Geometry-Grounded Gaussian Splatting

Geometry-Grounded Gaussian Splatting
Notice: This research summary and analysis were automatically generated using AI technology. For absolute accuracy, please refer to the [Original Paper Viewer] below or the Original ArXiv Source.

Gaussian Splatting (GS) has demonstrated impressive quality and efficiency in novel view synthesis. However, shape extraction from Gaussian primitives remains an open problem. Due to inadequate geometry parameterization and approximation, existing shape reconstruction methods suffer from poor multi-view consistency and are sensitive to floaters. In this paper, we present a rigorous theoretical derivation that establishes Gaussian primitives as a specific type of stochastic solids. This theoretical framework provides a principled foundation for Geometry-Grounded Gaussian Splatting by enabling the direct treatment of Gaussian primitives as explicit geometric representations. Using the volumetric nature of stochastic solids, our method efficiently renders high-quality depth maps for fine-grained geometry extraction. Experiments show that our method achieves the best shape reconstruction results among all Gaussian Splatting-based methods on public datasets.


💡 Research Summary

The paper addresses the long‑standing problem of extracting reliable geometry from Gaussian Splatting (GS), a representation that excels at novel‑view synthesis but lacks an intrinsic surface definition. By leveraging the stochastic‑solid framework introduced in “Objects as Volumes” (Miller et al., 2024), the authors prove that a 3D Gaussian primitive can be interpreted as a stochastic opaque solid whose occupancy O and vacancy v satisfy v = 1 − G(x), where G(x) is the Gaussian density. This equivalence shows that the volumetric rendering of such a solid matches the rasterized alpha‑blending used in conventional GS, providing a rigorous geometric foundation for the primitives.

Building on this theory, the authors devise a depth‑rendering pipeline. Instead of the heuristic median‑depth definition (the point where transmittance drops to 0.5) used by prior GS‑based methods, they model attenuation continuously via the derived σ coefficient, yielding a smooth, monotonic transmittance curve. The median depth tₘₑd is then located precisely by binary search on the transmittance curve. Crucially, they derive a closed‑form gradient of tₘₑd with respect to all Gaussian parameters (position, covariance, opacity), enabling back‑propagation of a depth loss directly into the GS representation.

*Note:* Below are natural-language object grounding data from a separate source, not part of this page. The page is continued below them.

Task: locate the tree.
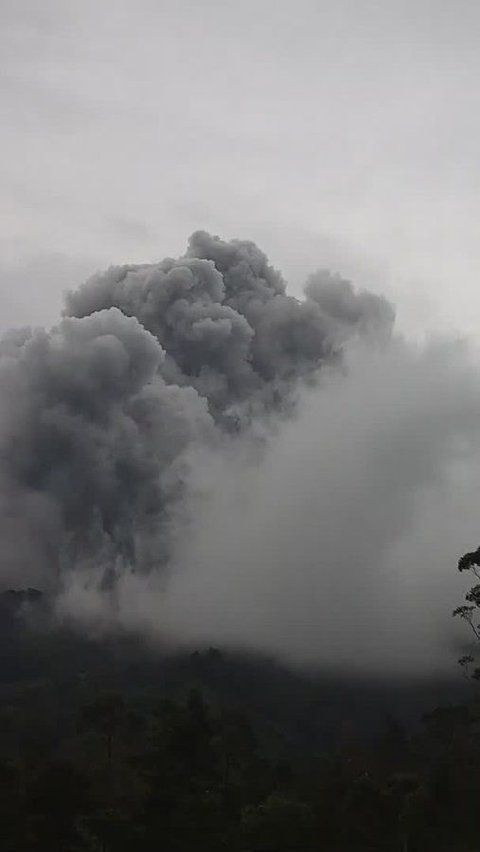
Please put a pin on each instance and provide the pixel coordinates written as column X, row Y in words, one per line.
column 470, row 611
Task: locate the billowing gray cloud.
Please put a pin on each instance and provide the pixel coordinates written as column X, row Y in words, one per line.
column 100, row 414
column 133, row 483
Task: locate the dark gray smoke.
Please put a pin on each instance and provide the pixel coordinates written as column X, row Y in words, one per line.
column 227, row 327
column 100, row 415
column 134, row 485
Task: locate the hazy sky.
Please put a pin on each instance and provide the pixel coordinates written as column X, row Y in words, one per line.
column 337, row 133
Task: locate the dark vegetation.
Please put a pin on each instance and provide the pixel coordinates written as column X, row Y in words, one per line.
column 111, row 745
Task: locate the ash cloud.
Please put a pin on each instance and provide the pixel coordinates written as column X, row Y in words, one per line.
column 195, row 453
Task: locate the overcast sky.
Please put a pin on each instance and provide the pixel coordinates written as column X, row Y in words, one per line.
column 332, row 132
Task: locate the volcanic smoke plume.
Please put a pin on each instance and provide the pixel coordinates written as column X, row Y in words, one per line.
column 193, row 451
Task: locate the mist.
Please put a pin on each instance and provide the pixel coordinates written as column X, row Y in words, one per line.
column 337, row 550
column 194, row 454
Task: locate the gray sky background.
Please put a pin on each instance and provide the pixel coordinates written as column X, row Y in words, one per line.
column 333, row 133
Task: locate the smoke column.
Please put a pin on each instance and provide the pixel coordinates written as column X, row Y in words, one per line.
column 195, row 453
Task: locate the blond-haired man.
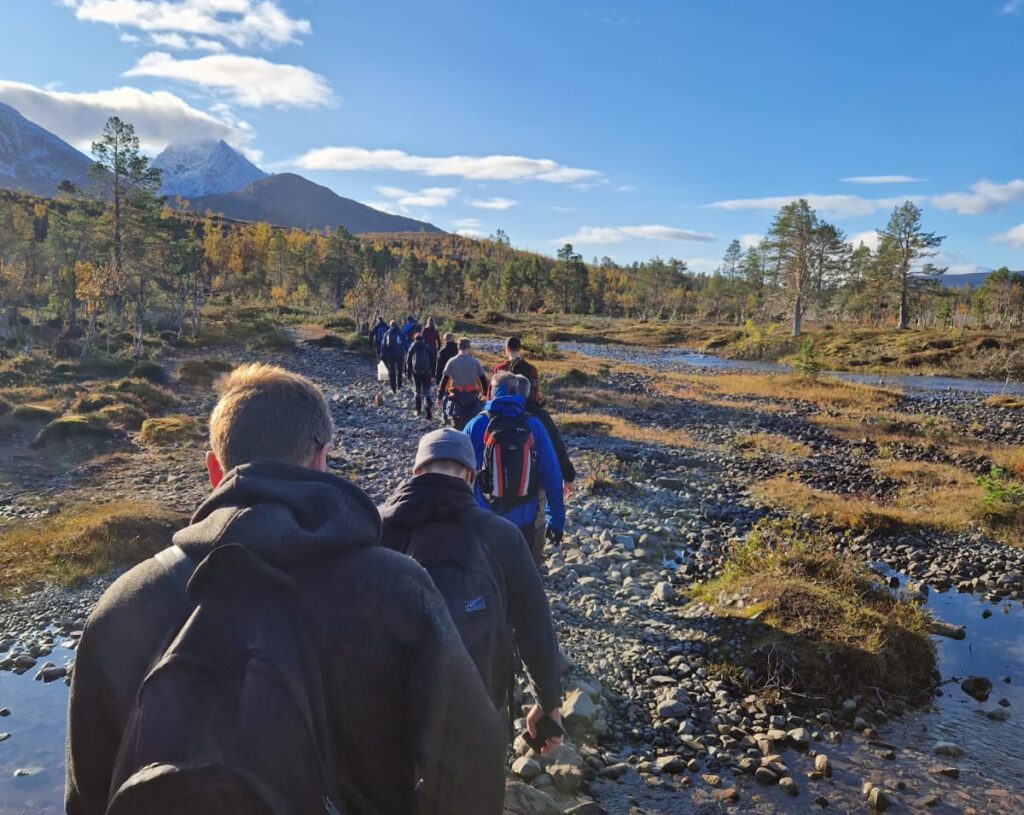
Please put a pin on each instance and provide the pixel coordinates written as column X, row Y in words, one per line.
column 409, row 723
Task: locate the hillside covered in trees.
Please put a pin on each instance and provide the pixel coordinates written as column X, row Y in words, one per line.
column 134, row 261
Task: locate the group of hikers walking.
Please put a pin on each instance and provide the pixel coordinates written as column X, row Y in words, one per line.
column 298, row 649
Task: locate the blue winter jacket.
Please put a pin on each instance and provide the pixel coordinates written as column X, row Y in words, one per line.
column 547, row 462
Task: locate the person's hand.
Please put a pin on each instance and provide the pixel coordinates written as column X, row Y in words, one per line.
column 536, row 715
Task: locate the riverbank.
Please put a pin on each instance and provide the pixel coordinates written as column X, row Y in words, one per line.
column 660, row 721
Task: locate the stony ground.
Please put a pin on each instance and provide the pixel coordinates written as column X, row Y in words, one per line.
column 654, row 727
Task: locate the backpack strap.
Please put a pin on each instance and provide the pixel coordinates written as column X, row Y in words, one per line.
column 178, row 563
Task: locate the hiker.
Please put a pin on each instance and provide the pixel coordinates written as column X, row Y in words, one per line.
column 516, row 460
column 420, row 363
column 483, row 568
column 451, row 349
column 377, row 334
column 288, row 590
column 431, row 336
column 392, row 353
column 411, row 328
column 464, row 380
column 516, row 365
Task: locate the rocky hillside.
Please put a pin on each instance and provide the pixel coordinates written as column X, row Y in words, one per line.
column 33, row 160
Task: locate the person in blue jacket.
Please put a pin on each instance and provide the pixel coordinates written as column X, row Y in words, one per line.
column 509, row 393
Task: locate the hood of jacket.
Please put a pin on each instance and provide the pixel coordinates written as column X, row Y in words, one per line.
column 285, row 513
column 426, row 498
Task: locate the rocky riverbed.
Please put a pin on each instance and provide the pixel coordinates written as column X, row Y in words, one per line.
column 656, row 726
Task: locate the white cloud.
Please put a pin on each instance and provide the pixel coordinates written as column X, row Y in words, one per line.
column 483, row 168
column 500, row 204
column 702, row 265
column 160, row 118
column 984, row 196
column 249, row 81
column 1014, row 237
column 244, row 23
column 883, row 179
column 841, row 206
column 615, row 234
column 431, row 197
column 171, row 40
column 868, row 239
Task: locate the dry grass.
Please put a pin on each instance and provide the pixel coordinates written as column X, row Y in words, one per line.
column 1006, row 400
column 615, row 427
column 825, row 626
column 169, row 430
column 773, row 443
column 81, row 542
column 939, row 497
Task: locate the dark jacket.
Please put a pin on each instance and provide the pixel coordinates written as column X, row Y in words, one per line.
column 434, row 498
column 411, row 357
column 445, row 353
column 406, row 698
column 549, row 471
column 568, row 469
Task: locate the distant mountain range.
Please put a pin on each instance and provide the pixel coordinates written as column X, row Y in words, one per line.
column 207, row 169
column 212, row 176
column 289, row 200
column 33, row 160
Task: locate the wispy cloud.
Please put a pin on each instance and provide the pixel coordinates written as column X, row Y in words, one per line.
column 883, row 179
column 841, row 206
column 160, row 118
column 249, row 81
column 243, row 23
column 482, row 168
column 984, row 196
column 500, row 204
column 615, row 234
column 1014, row 237
column 431, row 197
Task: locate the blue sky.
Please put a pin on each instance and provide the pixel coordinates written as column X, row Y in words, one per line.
column 628, row 128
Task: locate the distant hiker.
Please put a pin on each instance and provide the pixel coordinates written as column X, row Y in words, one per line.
column 464, row 380
column 393, row 347
column 516, row 459
column 431, row 336
column 483, row 568
column 377, row 334
column 411, row 328
column 304, row 670
column 516, row 365
column 420, row 363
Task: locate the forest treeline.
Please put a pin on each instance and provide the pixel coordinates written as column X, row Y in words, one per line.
column 129, row 260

Experiments on public multi‑view datasets (DTU, Tanks & Temples) and additional complex scenes demonstrate that the proposed Geometry‑Grounded Gaussian Splatting (GG‑GS) achieves the lowest Chamfer distances and highest F‑scores among all GS‑based reconstruction methods. The method produces smooth, multi‑view‑consistent depth maps, eliminates floating artifacts, and retains the real‑time training and inference speed characteristic of GS because the depth rendering adds negligible overhead.

In summary, the work provides a mathematically sound bridge between GS and explicit geometry, introduces an efficient, differentiable depth extraction technique, and sets a new state‑of‑the‑art for shape reconstruction using Gaussian primitives. This advancement opens the door for high‑fidelity, real‑time 3D reconstruction in applications such as robotics, AR/VR, and autonomous navigation.